The Bread and Butter from Deep Learning by Andrew Ng — Course 2: Improving Deep Neural Networks

Source: Deep Learning on Medium


Deep learning is a very iterative process looking for the right set of hyper-parameters. It is important to repeat the process of having an idea, coding, and experimenting. To do so, we need to set up dataset properly into train, dev, and test sets. Train set is used to train the model. dev and test sets are data that the model had never seen before and are used to analyze the model. Traditionally, we had the golden ratio of 6:2:2 = Train:Dev:Test. However with big data, that distribution will allocate too much data for dev and test sets. Considering that deep learning is very data hungry, it is wiser to use most of the data for training and just have around 10,000 samples each for dev and test sets. Also, it is okay to just have the dev set. If we have both dev and test sets, it is extremely important that they come from the same distribution. For example, one cannot be high-def images while the other is low-def images.

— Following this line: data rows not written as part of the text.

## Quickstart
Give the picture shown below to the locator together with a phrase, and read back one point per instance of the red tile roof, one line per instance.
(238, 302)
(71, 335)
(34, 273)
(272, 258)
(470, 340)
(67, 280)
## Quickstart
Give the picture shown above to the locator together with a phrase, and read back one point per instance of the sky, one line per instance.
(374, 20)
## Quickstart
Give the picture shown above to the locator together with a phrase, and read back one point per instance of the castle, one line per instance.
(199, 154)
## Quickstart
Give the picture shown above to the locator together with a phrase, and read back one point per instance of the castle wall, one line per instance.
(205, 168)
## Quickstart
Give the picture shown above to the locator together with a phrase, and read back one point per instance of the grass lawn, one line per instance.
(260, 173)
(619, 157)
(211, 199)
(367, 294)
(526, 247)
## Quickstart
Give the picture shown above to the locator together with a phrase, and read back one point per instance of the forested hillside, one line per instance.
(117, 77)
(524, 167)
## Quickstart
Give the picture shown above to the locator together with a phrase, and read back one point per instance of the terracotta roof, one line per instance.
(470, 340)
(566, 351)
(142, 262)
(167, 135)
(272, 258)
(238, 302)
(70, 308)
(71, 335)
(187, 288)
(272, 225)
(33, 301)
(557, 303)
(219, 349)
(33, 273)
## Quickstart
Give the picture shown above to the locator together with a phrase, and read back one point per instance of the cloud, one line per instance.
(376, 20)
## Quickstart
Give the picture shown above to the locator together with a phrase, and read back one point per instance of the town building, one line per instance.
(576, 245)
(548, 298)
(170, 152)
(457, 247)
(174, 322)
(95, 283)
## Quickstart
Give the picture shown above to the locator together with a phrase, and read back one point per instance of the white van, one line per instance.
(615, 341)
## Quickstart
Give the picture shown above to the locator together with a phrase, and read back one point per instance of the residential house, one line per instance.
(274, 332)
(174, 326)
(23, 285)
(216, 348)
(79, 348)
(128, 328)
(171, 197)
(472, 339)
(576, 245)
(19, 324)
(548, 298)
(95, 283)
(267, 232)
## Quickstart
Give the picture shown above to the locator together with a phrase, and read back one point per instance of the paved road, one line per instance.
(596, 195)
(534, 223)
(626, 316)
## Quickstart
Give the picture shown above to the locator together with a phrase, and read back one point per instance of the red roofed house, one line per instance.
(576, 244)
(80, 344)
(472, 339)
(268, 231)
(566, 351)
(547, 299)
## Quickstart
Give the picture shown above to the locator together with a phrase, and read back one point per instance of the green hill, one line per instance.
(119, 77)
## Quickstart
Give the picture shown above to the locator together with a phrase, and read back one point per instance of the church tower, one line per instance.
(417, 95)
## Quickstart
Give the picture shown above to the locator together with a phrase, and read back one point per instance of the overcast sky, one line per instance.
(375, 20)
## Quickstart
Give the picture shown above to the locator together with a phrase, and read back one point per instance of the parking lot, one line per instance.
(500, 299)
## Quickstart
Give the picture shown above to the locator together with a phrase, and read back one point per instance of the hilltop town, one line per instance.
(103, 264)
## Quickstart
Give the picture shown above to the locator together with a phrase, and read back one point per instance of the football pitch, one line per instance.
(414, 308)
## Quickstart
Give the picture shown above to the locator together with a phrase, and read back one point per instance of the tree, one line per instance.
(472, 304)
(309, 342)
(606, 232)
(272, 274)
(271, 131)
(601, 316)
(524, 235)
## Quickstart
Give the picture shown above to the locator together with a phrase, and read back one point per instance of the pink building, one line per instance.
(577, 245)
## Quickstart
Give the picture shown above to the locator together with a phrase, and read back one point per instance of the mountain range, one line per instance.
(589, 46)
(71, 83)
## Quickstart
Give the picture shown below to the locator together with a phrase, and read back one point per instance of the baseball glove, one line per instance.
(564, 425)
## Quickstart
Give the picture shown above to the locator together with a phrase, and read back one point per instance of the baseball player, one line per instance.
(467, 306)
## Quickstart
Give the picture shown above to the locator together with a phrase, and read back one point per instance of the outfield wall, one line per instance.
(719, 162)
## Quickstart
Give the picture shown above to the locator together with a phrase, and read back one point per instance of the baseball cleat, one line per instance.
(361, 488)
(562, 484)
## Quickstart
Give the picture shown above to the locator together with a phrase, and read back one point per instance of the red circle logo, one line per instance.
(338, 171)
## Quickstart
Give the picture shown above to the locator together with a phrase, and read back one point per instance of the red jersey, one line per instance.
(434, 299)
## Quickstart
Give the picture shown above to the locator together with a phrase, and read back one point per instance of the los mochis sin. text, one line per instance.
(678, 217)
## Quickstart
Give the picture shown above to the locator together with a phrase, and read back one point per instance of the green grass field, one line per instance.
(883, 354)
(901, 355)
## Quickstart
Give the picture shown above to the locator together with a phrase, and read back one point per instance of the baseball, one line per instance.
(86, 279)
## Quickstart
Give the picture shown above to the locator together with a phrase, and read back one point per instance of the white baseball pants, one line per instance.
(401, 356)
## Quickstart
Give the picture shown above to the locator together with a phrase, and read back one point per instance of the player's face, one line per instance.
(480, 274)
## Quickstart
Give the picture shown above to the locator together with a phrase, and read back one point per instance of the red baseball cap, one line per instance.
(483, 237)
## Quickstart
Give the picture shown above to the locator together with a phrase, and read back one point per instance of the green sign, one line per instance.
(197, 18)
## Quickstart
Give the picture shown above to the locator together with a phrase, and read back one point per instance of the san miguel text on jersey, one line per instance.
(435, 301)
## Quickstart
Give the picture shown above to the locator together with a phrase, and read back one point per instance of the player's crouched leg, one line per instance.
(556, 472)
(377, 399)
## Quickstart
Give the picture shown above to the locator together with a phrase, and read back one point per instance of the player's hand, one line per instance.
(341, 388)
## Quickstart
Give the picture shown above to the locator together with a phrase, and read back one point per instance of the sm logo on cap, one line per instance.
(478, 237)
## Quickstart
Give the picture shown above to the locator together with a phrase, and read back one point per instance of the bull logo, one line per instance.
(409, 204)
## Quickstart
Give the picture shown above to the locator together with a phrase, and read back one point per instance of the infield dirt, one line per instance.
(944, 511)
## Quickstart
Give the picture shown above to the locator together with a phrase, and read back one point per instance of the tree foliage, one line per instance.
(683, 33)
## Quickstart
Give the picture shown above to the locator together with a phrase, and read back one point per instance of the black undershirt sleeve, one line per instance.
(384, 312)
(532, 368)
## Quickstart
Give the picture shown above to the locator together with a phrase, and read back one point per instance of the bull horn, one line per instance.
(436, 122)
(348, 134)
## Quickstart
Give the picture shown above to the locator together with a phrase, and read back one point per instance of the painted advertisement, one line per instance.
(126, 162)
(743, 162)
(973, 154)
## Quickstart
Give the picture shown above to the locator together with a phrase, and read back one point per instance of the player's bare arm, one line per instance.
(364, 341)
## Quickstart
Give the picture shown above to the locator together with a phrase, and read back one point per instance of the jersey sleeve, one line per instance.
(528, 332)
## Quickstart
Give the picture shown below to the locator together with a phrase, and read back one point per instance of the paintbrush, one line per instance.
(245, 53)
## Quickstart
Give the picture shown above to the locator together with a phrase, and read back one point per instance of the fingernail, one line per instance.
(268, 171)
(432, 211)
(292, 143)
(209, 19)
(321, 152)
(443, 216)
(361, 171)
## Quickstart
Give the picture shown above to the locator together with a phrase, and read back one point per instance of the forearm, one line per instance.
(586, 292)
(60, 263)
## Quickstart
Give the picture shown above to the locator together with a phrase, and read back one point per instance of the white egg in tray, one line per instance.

The reason we need separate train and dev set is to analyze the model’s bias and variance. Model with high bias will be less flexible and fail to have enough complexity to classify properly. On the other hand, model with high variance will be too flexible and overfit to the training data, being specialized with the train set and not good with any data that it has not seen before. Therefore, when dev error is high while train error is low, we fix the variance problem and if the train error is high and dev error is about same, we fix the bias problem. If we have a higher dev error while train error is already high, we have both bias and variance problems to solve. Eventually, we want both train error and dev error to be low with very low gap in between them — low bias and low variance. When we have high bias, we need to make the network more flexible/complex or simply make it learn more. So for bias problem, we can build a bigger network, which almost never hurts, or train for longer. With high variance, we want to prevent overfitting by introducing more training data or regularization to the model.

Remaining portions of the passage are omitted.